Cumhurbaşkanı Erdoğan: Terörsüz Türkiye'yi çok sağlam bir temel üzerinde yükselteceğiz

Cumhurbaşkanı Erdoğan: Terörsüz Türkiye'yi çok sağlam bir temel üzerinde yükselteceğiz

Cumhurbaşkanı Recep Tayyip Erdoğan, "Terörsüz Türkiye'yi, inşallah yakın zamanda, çok sağlam bir temel üzerinde yükselteceğiz" dedi.

Cumhurbaşkanı Erdoğan, Necip Fazıl Kısakürek Kültür ve Araştırma Vakfınca, Atatürk Kültür Merkezi'nde 4'üncüsü düzenlenen "Bir Şiir Bir Hayat Canım İstanbul" programında yaptığı konuşmada, yedi tepe üstünde zamanın gergef işlediği, denizle toprağın visale erdiği, gecesi sünbül, Türkçesi bülbül kokan İstanbul'da, "Bir Şiir Bir Hayat Canım İstanbul" sergisinde İstanbul sevdalısı dostlarıyla bir arada olmanın memnuniyetini yaşadığını söyledi.

Cumhurbaşkanı Erdoğan'ın "Bir Şiir Bir Hayat Canım İstanbul" programında yaptığı konuşmasından öne çıkan başlıklar şöyle:

"Bu önemli etkinliğin özellikle de düzenlenmesinde ülkemiz ve kültür sanat camiamız için ilim fikir ve edebiyat dünyamız için hayırlara vesile olmasını temenni ediyorum. Üstadın yalnızca şahsi hatırasını değil fikri ve edebi külliyatı ile dava şuurunu da tüm ihtişamıyla bugünlere taşıyan vakfımızın her bir mensubunu tebrik ediyorum.

Yarın üstadımızın aramızdan ayrılışınının 42’nci yılını idrak edeceğiz.
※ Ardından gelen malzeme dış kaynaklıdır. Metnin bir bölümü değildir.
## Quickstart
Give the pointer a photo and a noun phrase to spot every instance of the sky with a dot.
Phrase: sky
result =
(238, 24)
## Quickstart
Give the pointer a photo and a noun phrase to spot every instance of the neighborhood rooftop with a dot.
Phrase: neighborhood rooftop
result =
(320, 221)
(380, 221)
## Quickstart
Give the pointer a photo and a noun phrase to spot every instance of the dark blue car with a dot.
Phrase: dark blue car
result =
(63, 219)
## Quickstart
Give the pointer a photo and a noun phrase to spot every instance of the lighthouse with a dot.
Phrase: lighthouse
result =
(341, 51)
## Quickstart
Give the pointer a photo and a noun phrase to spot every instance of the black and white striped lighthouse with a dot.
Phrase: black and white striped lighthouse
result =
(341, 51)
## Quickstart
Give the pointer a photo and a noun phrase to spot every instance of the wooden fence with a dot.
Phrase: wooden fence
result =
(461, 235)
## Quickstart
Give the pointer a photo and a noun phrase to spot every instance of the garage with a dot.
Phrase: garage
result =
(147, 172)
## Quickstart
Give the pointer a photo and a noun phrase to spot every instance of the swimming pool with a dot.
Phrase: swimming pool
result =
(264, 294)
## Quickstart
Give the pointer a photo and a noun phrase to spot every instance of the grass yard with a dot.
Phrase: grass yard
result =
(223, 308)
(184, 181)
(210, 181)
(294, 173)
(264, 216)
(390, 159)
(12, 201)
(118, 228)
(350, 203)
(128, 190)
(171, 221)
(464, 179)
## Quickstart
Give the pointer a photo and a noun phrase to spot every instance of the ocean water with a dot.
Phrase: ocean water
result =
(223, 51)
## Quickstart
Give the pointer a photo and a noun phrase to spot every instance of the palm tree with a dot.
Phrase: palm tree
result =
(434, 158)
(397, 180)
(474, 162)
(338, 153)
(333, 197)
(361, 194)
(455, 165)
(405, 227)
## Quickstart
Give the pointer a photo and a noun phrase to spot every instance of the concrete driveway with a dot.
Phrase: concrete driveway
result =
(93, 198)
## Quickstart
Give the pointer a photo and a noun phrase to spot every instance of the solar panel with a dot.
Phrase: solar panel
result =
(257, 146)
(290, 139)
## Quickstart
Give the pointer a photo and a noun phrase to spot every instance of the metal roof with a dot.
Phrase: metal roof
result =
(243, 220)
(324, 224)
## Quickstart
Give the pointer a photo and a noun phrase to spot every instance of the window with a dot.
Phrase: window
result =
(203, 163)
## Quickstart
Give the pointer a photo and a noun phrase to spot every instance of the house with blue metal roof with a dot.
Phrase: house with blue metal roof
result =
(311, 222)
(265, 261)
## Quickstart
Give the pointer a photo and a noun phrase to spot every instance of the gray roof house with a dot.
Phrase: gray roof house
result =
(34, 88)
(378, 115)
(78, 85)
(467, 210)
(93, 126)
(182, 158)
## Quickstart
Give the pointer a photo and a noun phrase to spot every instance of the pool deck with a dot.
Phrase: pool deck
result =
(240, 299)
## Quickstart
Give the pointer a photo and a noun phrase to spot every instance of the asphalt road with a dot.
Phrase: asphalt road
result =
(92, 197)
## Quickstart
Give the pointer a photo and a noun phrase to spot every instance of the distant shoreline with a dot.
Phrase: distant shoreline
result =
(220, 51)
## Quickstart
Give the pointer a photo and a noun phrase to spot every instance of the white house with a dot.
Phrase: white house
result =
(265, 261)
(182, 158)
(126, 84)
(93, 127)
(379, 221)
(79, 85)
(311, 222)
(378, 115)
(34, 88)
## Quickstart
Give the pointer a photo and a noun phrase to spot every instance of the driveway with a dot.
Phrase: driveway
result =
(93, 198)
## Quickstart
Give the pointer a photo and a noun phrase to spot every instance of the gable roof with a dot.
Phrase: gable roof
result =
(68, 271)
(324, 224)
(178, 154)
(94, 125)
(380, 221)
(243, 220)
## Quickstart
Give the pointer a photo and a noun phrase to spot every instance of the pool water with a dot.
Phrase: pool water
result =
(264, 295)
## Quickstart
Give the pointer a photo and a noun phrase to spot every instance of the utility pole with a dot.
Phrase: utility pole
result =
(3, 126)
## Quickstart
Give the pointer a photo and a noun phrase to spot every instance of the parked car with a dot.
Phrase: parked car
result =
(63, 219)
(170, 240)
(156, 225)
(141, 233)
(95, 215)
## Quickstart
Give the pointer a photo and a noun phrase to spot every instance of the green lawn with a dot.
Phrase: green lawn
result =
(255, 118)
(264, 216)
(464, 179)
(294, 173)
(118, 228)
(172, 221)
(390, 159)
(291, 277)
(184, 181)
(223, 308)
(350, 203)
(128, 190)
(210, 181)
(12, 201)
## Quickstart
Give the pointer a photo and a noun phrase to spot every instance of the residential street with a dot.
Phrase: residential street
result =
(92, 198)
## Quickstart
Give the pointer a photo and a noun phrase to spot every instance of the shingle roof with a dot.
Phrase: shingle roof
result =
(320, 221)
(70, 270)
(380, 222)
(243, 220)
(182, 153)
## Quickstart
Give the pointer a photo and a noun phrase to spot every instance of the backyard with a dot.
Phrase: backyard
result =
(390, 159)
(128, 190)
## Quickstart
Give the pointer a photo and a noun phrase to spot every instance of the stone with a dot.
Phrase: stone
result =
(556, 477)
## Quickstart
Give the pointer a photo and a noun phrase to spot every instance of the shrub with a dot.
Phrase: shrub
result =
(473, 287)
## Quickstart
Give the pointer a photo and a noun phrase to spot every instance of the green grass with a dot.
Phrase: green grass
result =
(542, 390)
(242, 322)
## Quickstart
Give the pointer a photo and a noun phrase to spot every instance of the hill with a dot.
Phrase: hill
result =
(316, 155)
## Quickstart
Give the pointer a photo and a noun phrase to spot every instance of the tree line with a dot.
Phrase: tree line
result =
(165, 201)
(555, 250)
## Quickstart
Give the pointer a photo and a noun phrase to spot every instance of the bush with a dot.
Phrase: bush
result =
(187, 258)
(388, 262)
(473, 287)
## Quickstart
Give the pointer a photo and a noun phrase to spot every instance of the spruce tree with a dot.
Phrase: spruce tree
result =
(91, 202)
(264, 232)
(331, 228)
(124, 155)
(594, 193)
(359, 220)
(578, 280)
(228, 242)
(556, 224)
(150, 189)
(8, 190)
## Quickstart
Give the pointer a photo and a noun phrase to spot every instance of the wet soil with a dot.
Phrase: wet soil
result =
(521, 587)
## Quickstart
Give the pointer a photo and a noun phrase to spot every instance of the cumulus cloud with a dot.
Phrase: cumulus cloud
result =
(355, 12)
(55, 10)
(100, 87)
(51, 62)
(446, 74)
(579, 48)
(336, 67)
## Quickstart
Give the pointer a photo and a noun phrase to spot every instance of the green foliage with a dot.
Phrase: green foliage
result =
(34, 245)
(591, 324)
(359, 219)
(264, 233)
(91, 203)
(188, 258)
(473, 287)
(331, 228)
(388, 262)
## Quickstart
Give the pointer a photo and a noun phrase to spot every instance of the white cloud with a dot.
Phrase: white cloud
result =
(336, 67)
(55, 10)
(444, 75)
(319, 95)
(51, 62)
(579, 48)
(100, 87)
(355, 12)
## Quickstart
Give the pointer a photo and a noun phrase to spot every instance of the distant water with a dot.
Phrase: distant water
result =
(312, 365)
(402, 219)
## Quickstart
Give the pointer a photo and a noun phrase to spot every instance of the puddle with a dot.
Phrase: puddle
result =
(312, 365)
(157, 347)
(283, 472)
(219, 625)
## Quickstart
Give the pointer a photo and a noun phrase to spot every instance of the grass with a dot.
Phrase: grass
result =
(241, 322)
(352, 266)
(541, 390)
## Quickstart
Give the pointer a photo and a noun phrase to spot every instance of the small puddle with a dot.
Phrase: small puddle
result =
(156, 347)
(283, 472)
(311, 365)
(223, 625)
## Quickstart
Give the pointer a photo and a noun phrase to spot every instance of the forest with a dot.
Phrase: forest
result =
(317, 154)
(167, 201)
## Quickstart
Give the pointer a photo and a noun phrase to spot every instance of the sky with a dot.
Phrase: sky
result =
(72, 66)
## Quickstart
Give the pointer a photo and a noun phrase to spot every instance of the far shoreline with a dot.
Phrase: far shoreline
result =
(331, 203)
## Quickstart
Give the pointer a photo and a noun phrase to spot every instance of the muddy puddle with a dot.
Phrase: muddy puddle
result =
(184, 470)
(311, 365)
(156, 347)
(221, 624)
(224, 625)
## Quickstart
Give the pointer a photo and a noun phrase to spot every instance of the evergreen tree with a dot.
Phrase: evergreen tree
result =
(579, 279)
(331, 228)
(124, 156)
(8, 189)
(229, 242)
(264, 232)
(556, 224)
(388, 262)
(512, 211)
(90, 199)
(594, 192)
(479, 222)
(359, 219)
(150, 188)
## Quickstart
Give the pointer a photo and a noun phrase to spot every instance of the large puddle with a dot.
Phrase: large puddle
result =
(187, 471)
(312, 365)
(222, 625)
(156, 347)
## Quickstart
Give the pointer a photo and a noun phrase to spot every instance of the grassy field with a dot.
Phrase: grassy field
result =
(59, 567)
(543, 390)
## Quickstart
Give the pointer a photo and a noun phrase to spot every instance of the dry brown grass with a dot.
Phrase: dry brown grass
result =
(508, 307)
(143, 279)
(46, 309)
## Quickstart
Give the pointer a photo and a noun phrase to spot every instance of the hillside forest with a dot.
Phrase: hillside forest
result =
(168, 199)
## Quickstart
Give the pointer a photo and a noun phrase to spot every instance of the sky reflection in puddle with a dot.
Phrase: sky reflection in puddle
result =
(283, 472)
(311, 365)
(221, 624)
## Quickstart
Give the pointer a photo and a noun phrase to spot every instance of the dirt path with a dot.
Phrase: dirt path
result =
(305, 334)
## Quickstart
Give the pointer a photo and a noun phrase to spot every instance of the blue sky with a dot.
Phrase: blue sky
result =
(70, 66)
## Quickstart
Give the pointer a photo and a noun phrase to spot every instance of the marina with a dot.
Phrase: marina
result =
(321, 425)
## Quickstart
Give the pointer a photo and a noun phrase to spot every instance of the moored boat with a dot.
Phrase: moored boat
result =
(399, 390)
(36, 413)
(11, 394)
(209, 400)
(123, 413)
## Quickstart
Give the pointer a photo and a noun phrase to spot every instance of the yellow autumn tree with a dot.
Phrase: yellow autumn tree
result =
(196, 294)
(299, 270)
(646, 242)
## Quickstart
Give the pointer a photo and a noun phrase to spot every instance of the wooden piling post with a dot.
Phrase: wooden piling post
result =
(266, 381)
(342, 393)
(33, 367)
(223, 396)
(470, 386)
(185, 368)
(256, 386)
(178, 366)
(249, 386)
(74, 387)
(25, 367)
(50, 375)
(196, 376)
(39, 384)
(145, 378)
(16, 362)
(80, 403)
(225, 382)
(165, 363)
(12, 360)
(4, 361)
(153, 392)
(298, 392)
Vefatının üzerinden 42 sene geçmesine rağmen eserleriyle, fikirleriyle ufku ve mücadele azmiyle bugün bile kitlelere tesir eden, yön veren, yol gösteren üstad Necip Fazıl’ı bir kez daha rahmetle yâd ediyorum.2023'te ebediyete uğurladığımız ve bu kıymetli serginin ilk tohumlarını eken Mehmet Kısakürek'e de Cenabıallah'tan rahmet niyaz ediyorum. Mevla, hem Üstadımızın hem de mahdumlarının kabirlerini pür nur, mekanlarını inşallah cennet eylesin diyorum.

İstanbul, binlerce yıllık medeniyetimizin köklerini içinde barındıran muhteşem ve muazzam bir çınardır. İstanbul ile ne kadar iftihar etsek azdır. Böyle kadim bir şehrin sakini, hizmetkarı olmaktan şeref duyuyoruz. İstanbul'u farklı yönleriyle anlatan her çalışmayı takdirle karşılıyoruz. 'Canım İstanbul'... Böyle bir sergiyi gerek teknik imkanları gerekse muhtevası bakımından son derece başarılı bulduğumu burada özellikle ifade etmek istiyorum. Yapay zeka ve ses klonlama gibi pek çok dijital yeniliğin kullanıldığı sergiyle bir yandan Üstadın mısraları eşliğinde tarihi İstanbul manzaraları seyredilirken, diğer yandan maziye yakinen şahitlik edilecek.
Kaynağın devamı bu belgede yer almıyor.